Online Transactions

Updated: Sep 21


The Covid-19 pandemic has changed not only our attitude towards life and online shopping but also the landscape. According to eMarketer, in 2020 the market grew by more than 25% from 2019, equal to $4.2 trillion, and grew to $4.9 trillion by the end of 2021. As a result, many merchants face unexpected loads on their payment systems. So, here are a few necessary criteria to help ensure you make the right choice when it comes to payment processors.

1. Your payment processor needs to be familiar with your niche and have experience with your type of business. They should always start with identifying the main features of your business and take a deep dive into your target audience. They should also know how to break down the difference between your chosen customer persona and paying customers. If your company operates in B2B and serves large businesses, your processor should be able to not only understand the significant differences between B2B and B2C transactions but also talk intelligently about them.
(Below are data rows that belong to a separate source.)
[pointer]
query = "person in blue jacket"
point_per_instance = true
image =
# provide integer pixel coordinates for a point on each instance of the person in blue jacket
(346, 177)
2. Safety, privacy, security, and the correct handling of payment data is a crucial prerequisites for any legitimate provider. As a business owner, your stability and reliability depend on the effectiveness of your merchant service provider. This assurance is ensured by the payment provider’s compliance with PCI DSS standards, which is the data security standard for the payment card industry. If they are not familiar with how this process works, run!


3. Conversion is key. Payment conversion is the ratio of successful payments to the total amount of attempts to complete a transaction. In order to get to the optimal number, there are a few factors to consider like offering alternative payment methods, accepting digital wallets, or even adjusting antifraud rules based on your business type. This is vital to maximize the payment conversion and monetize the business and grow its revenues.